Past Event! Note: this event has already taken place.

Enhancing language technology resources in minoritized language contexts: roles and applications of corpora

December 12, 2022 at 12:00 PM to 1:30 PM

Cost:Free



Dr. Dawn Knight, Cardiff University

Please register here for this event

About the Speaker

Dawns research interests and expertise are in the areas of corpus linguistics, discourse analysis, digital interaction and non-verbal communication. Dawn has led and/or contributed to a range of UKRI (UK Research and Innovation) and Welsh Government-funded multidisciplinary and cross-institutional projects, including the National Corpus, or Contemporary Welsh (CorCenCC), FreeTxt, and International Variation Online (IVO) projects. From 2018-2021 Dawn was the Chair of the British Association for Applied Linguistics.

Abstract

The creation of language technology resources in a minoritized language context poses interesting challenges, but also presents opportunities that are not always available to developers of such resources for larger languages.
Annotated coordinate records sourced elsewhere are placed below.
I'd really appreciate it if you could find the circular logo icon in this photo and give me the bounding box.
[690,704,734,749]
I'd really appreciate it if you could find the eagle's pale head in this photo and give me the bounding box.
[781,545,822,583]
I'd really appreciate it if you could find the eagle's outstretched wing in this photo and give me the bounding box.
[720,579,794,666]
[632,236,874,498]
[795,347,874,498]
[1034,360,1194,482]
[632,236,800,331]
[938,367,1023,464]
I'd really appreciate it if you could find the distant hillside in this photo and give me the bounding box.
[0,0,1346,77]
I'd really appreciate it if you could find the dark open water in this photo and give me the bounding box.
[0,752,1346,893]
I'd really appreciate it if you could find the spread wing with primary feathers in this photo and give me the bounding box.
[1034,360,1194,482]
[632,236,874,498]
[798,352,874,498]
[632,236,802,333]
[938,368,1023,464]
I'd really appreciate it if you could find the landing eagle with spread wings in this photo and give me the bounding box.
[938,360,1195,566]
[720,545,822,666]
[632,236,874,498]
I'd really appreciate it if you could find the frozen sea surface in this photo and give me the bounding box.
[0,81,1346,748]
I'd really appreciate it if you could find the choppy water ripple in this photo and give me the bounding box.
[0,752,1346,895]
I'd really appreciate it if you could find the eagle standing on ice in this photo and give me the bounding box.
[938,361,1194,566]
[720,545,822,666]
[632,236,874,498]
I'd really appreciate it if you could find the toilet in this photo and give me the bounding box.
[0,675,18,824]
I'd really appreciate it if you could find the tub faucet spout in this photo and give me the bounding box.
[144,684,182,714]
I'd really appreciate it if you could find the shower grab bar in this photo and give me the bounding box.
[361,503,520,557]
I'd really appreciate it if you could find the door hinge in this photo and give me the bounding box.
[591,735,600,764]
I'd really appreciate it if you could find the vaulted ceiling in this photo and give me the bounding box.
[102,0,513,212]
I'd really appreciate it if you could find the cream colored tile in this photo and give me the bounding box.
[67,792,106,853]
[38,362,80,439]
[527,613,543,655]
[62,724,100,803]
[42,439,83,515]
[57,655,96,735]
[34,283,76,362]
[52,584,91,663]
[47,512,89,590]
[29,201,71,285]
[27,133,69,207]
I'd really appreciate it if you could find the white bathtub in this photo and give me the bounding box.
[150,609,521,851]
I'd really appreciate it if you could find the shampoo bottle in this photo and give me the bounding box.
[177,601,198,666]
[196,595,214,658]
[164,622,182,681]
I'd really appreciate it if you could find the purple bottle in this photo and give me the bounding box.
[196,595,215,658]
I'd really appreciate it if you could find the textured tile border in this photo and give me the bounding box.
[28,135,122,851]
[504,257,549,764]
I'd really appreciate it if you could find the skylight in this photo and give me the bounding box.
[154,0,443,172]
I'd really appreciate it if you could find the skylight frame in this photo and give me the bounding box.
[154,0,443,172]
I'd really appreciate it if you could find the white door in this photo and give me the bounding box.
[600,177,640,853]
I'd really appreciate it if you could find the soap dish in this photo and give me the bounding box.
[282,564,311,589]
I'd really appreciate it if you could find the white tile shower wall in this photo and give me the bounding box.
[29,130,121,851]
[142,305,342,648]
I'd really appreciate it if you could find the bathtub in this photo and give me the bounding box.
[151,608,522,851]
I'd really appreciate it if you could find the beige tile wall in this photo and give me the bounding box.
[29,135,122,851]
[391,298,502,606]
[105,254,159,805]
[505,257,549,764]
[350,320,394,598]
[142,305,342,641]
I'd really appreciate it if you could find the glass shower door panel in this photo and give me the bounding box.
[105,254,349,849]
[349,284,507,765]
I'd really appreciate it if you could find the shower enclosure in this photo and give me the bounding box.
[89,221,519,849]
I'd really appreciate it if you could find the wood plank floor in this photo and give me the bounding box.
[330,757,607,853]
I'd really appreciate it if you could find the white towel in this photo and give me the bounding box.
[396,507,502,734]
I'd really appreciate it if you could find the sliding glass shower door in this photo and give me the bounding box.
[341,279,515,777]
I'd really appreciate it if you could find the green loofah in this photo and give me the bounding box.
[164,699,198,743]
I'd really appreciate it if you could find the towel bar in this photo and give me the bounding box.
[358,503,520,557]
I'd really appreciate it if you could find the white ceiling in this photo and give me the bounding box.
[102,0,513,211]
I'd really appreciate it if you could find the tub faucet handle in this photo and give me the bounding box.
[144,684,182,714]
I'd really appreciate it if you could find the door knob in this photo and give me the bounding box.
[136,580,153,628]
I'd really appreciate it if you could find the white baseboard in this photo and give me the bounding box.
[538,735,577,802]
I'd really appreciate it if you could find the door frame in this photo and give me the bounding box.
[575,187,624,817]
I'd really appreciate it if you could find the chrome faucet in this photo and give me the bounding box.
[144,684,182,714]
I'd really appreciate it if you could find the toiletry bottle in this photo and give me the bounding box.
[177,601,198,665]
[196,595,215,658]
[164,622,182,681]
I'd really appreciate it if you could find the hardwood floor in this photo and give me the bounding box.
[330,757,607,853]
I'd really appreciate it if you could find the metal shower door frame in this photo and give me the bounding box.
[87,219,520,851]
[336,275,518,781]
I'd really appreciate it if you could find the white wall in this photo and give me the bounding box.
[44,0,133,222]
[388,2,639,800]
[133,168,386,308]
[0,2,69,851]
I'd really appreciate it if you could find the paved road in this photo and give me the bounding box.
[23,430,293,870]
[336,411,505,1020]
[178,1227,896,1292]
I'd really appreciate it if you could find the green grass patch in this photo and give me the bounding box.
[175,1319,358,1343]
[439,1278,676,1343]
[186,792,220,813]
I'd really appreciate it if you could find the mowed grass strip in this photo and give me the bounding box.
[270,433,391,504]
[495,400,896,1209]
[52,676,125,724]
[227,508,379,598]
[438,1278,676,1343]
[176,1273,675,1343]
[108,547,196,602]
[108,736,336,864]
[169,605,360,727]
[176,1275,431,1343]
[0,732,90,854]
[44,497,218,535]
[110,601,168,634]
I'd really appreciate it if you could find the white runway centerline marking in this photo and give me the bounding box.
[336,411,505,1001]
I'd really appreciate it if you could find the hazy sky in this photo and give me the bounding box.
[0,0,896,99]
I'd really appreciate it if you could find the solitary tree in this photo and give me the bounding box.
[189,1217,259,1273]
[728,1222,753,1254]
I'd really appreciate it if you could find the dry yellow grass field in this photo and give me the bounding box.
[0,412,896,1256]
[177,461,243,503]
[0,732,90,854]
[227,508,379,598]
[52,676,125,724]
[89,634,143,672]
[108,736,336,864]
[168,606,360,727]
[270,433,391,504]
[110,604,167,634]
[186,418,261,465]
In this presentation I will demonstrate how scrutiny of the unique context of a specific minoritized language, and meaningful collaboration with potential user groups, can determine the design and construction of language resources. I take a case study approach in this talk, focusing on the rationale for, and realisation of, three key resources in the Welsh language: CorCenCC (the National Corpus of Contemporary Welsh (Corpws Cenedlaethol Cymraeg Cyfoes), the Geifan word list and FreeTxt, a novel open-source bilingual free-text analysis toolkit.

The creation of these resources involved the development of important new tools and processes, including, in the case of CorCenCC, a unique user-driven corpus design in which language data was collected and validated through crowdsourcing, and an in-built pedagogic toolkit (Y Tiwtiadur) developed in consultation with representatives of all anticipated academic and community user groups. The approaches used to construct the resources mentioned in this talk provide an invaluable template for those researching other minoritized or minority languages. The specifics of how this template might inform corpus construction in these/such languages will be discussed in more depth during my presentation.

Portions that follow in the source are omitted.